Dang! So now, what do I do? Drop down 100 feet to by-pass the boulder field or take on the hazard directly? I was so drenched in sweat by now, I did NOT want to drop down and lose that hard-fought 100 feet, so I took it on! It was a good thing I got past the hazard when I did as I was getting Gumby-legs from the fear of sliding off a boulder.
:scared:
Once across the boulder field I finally could see the summit... a large outcrop sticking 30-40 feet straight up above me. And I thought there's no way I can climb that! and stopped to take stock of the situation.
](*,)
(See the photoset for self-portraits of me soaked in sweat... :sweat: it's now 97° and STILL humid)
After a moment to take the photos I was about to find another way back down when I noticed a small gap that would bring to to the other side of the summit, and possibly a better route?

Yes!
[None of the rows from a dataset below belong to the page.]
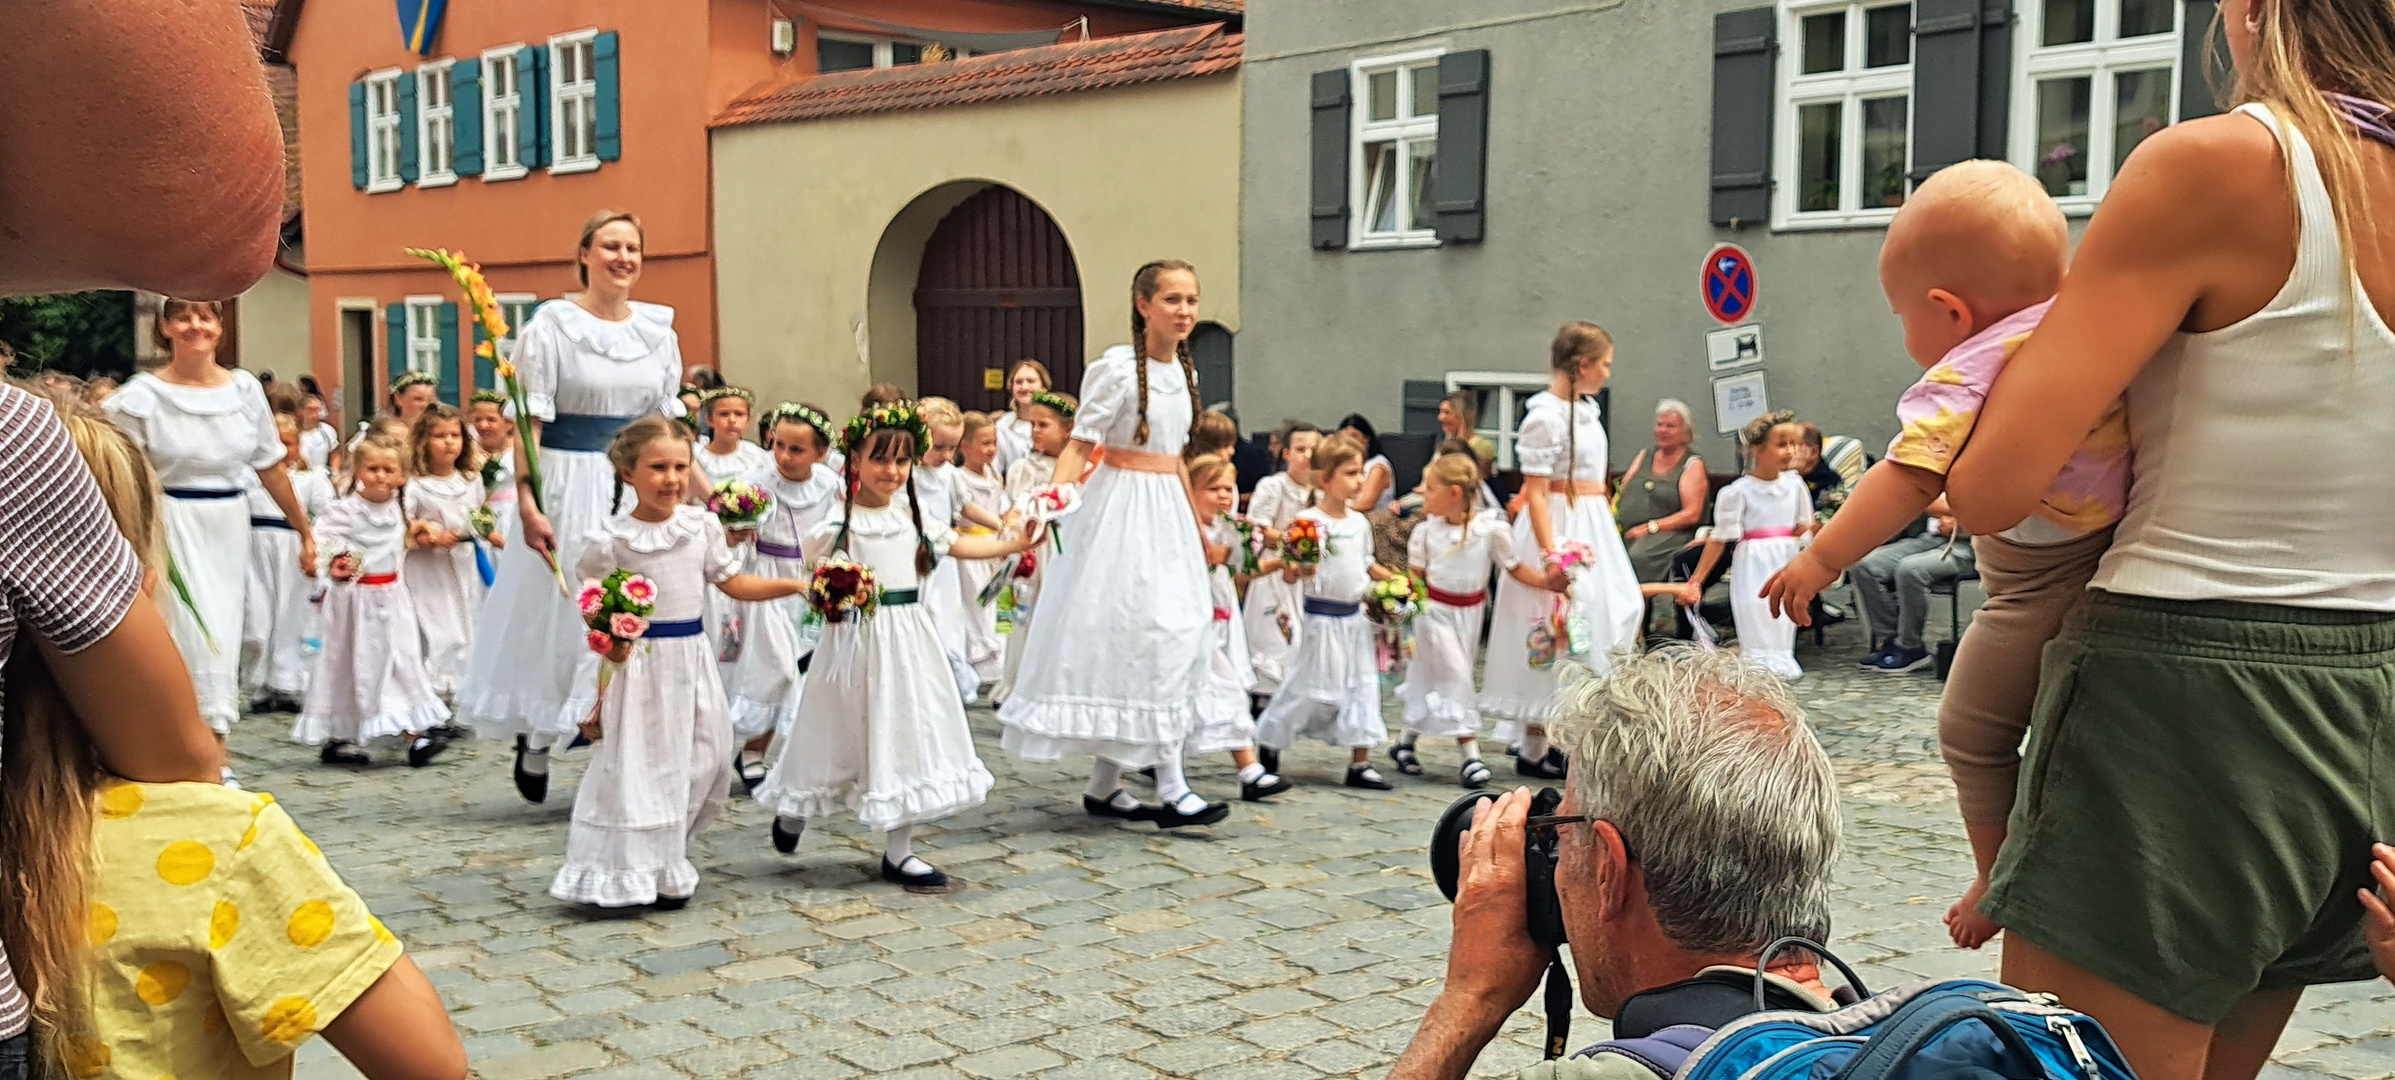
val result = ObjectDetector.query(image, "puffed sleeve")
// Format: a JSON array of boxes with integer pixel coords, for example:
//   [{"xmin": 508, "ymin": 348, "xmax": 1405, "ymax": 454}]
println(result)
[
  {"xmin": 514, "ymin": 308, "xmax": 561, "ymax": 422},
  {"xmin": 311, "ymin": 498, "xmax": 358, "ymax": 556},
  {"xmin": 1406, "ymin": 519, "xmax": 1433, "ymax": 570},
  {"xmin": 236, "ymin": 373, "xmax": 285, "ymax": 471},
  {"xmin": 1514, "ymin": 400, "xmax": 1565, "ymax": 478},
  {"xmin": 1477, "ymin": 513, "xmax": 1522, "ymax": 571},
  {"xmin": 801, "ymin": 515, "xmax": 847, "ymax": 568},
  {"xmin": 924, "ymin": 520, "xmax": 957, "ymax": 560},
  {"xmin": 700, "ymin": 510, "xmax": 739, "ymax": 583},
  {"xmin": 100, "ymin": 378, "xmax": 153, "ymax": 453},
  {"xmin": 1711, "ymin": 484, "xmax": 1747, "ymax": 542},
  {"xmin": 656, "ymin": 338, "xmax": 687, "ymax": 420},
  {"xmin": 573, "ymin": 529, "xmax": 616, "ymax": 583},
  {"xmin": 1070, "ymin": 347, "xmax": 1137, "ymax": 446}
]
After bulling my way through the vegetation-clogged gap I broke through into sunlight, and upon turning around, there was THE way to the summit! (I knew there had to be because I knew two people had bagged it in February 2011) Again I had to climb through more brush (slightly thornier this time) but I reached the point of the highest boulder. I would drop back down 5 feet to the relative safety of half-way level ground to film the summit pan video.
:scared:
By now all I could do is cast my eyes toward Peak 3399 and say, another time, my friend, another time. But at least I got a good view and now have a better-looking route to its summit. And I would find the eastern slope of Peak 3281 to be an infinitely better and safer route than my ascent from the other side. Ok, so I still had to go through some thick brush at times, but at least I was going down.

Feeling even hotter and sweatier, I checked my GPs for a reading from the Tempe sensor and was shocked to see only 74°! Then I realized I was so thoroughly drenched with sweat even my GPS case was dripping, so in the light breeze I was sure the evaporation was causing the false reading. When I finally made it back to the Jeep I took a number of readings with my temp gun and at 3 pm it was 98°.
(The metal pipe fencing around First Water TH was 108° in the shade behind my Jeep... conduction from where it was in the sun I suppose.)

For this hike I drank 16 oz before I left home, another 16 oz at the TH before the hike, on the hike I went through all 100 oz in my CamelBak plus another 16 oz bottle, another 32 oz on the drive back home for a total of 180 ounces. That means I drank over 11 pounds of water yet STILL lost 6 pounds on the hike... the reason I HATE humidity when it accompanies warm temps.